How to help someone
How to help someone with an eating disorder if you a friend, family member or partner
If you are a friend, family member or partner of a man with an eating disorder it can be difficult to approach them if you know they have a problem but they are not willing to acknowledge or accept it. However, as helpless as you might feel, there are many things you can do to support them.
People with eating disorders tend to isolate themselves and are secretive in their nature. This can make it difficult for you to help them and may reject any offers of help.
So what can you do? The first thing to do is just be there. If you can listen and be non-judgemental he will learn to trust you and the support you are giving. By being there – it will give them the encouragement and support they need.

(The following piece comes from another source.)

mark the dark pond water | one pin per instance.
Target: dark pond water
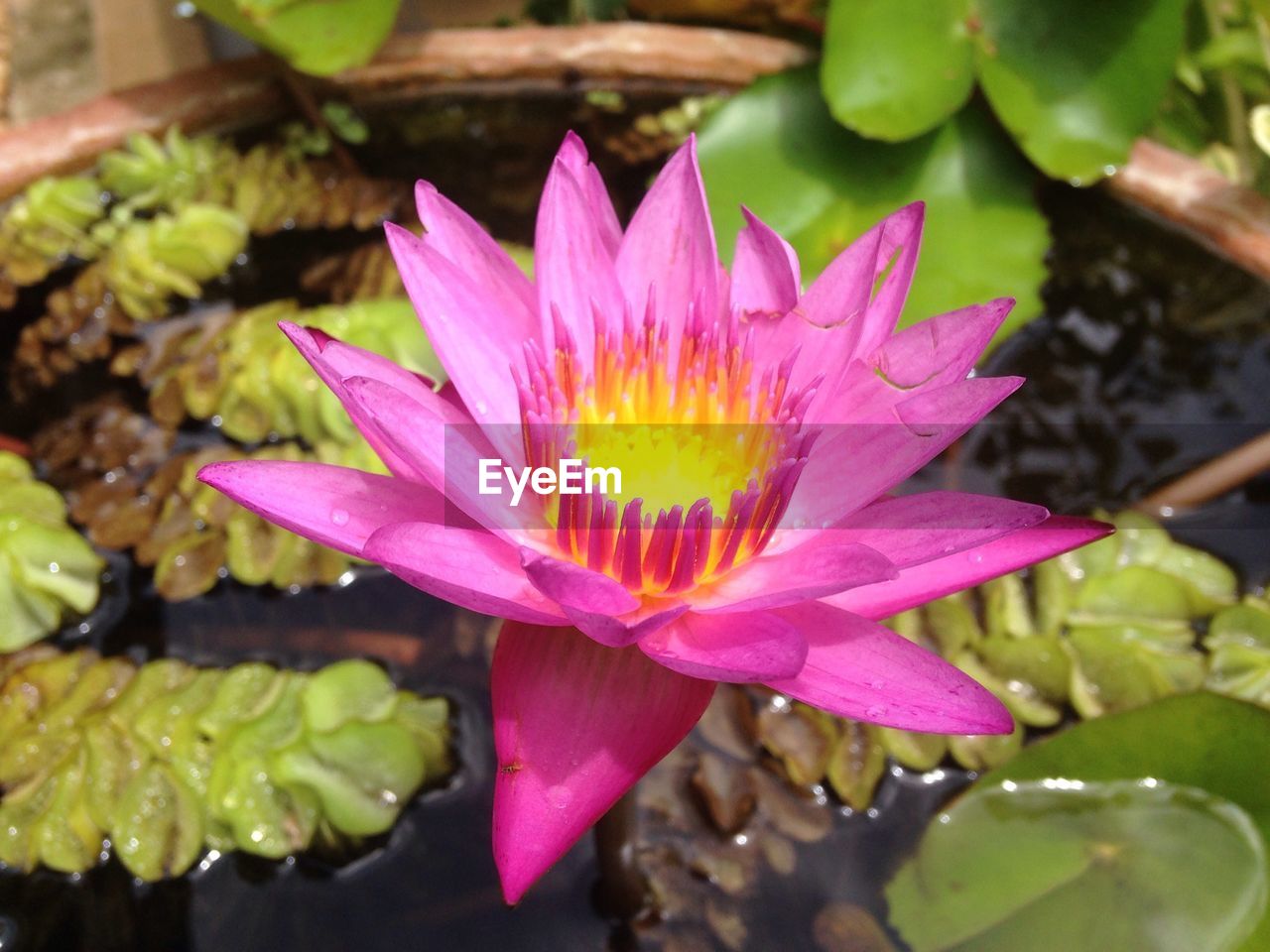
(1147, 361)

Find out as much as you can about what they are going through. The eating disorder isn’t necessarily the problem, rather the underlying factors that are fuelling it. Are there pressures in his life that is making him stressed or anxious? It is likely there are a multitude of issues contributing to it. By identifying these problems it might make it a little easier for him to talk about his eating disorder rather than tackling it head on.
Once you’ve got an idea of what is happening, you can begin to understand mood swings, expressions of anger or times when he is feeling down or depressed.
You will need to get a sense of the very particular pressures that people with eating disorders experience and how they feel – especially around food and body image issues. Typically the pressures bring on feelings of low self-esteem, lack of self-worth and inadequacy. Its these sorts of feelings that fuel the destructive behaviours, the eating disorder is the coping mechanism to help deal with underlying trauma and distress. Breaking the cycle and letting go from their eating disorder can be one of the most difficult challenges. This is not something they can do on their own or with your support alone and only a professional can provide this kind of intensive support.
What you can do is help them to feel valued by involving them in social activities, whether it be with family or friends. If you are a partner of a man with eating disorder try and spend more time together so he feels less on his own and able to talk to you about how he is feeling. Even if he is not so keen it may be helping him just to be asked.
Try not to give advice or criticism as, but give it time and listen. You don’t have to know the answers and their will be times when you don’t know what to say. Remember being there is the key. This is especially the case when things are hard to cope with, particularly when it may feel like your support is being rejected.